Clinical depression belongs to a group of disorders called mood disorders. Mayor Boss has gathered a list of signs and symptoms of depression and will like to share this information with you. So, Let’s get started.
Signs and symptoms of clinical depression
- Overeating and going on a massive binge on food or suddenly starving yourself of all food for days without any desire to eat
- A feeling of sadness and lack of motivation
- Difficulty concentrating on activities
- Poor memory
- Poor decision making due to a feeling of nothingness and indecisiveness.
- A sense of lack of hope for the future
- Lack of sleep or an excessive amount of sleep
- Feeling irritated and angry
- Losing pleasure in activities you used to love
- Isolating yourself from friends and family
- A feeling of guilt over every situation happening around you.
- Lack of energy to do anything
- Low sex drive.
- You have generalized body pain or headache
- Feeling regret over a past event that you have no control over
- Low self-esteem
- Crying uncontrollably
- Thoughts of death and suicide
- Attempted suicide
- Mood swings
- Weight gain or weight loss
- Poor performance at school or work
What causes clinical depression?
The cause is not known, but studies have revealed many factors that are connected to depression. Factors such as:
- Neurotransmitters imbalance (serotonin, norepinephrine, and dopamine)
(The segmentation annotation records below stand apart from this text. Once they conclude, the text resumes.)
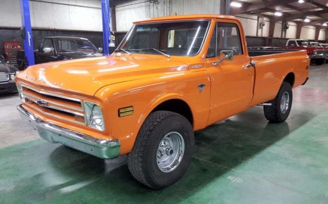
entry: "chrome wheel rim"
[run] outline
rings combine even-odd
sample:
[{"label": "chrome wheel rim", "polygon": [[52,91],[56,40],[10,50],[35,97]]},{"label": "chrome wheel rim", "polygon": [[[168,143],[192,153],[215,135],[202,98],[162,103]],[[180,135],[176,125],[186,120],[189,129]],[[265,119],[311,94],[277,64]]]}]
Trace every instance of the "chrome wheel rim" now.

- Hormones such as estrogen are believed to play a role in clinical depression. Though studies are not so clear, it is thought that estrogen increases serotonin, which is a Neurotransmitter that improves mood, therefore in situations where estrogen is low, for example, menopause. This will cause its effects on serotonin to becomes low as well, leading to mood swings and depression.
- Genetic link: Having blood relatives with a history of any mood disorder such as clinical depression, dysthymia (which is a persistent mild form of depression), suicide, or bipolar disorder.
- Social factors such as bullying
- Traumatic events such as loss in the family can trigger depression
- Sexual abuse
- Financial problems
- Difficult relationships
- Having History of other mental health disorder such as post-traumatic stress disorder. (PTSD) or eating disorders
- Chronic illness such as cancer and certain medications such as sleeping pills
How is clinical depression diagnosed?
Clinical depression can be diagnosed using the Diagnostic and statistical manual of mental disorders, fifth edition (DSM-5) criteria according to reports by Psycom.net. The diagnostic criteria, as outlined below:
- Depressed mood (subjective or observed)
- Loss of interest or pleasure
- Change in weight or appetite.
- Insomnia or hypersomnia
- Psychomotor retardation or agitation (observed)
- Loss of energy or fatigue
- Worthlessness or guilt
- Impaired concentrate or indecisiveness
- Thought of death or suicidal ideation or suicide attempt
Note: At least 5 of the resulting indications must be present during the same two weeks period, and at least one of the signs should be either depressed mood or loss of interest or pleasure.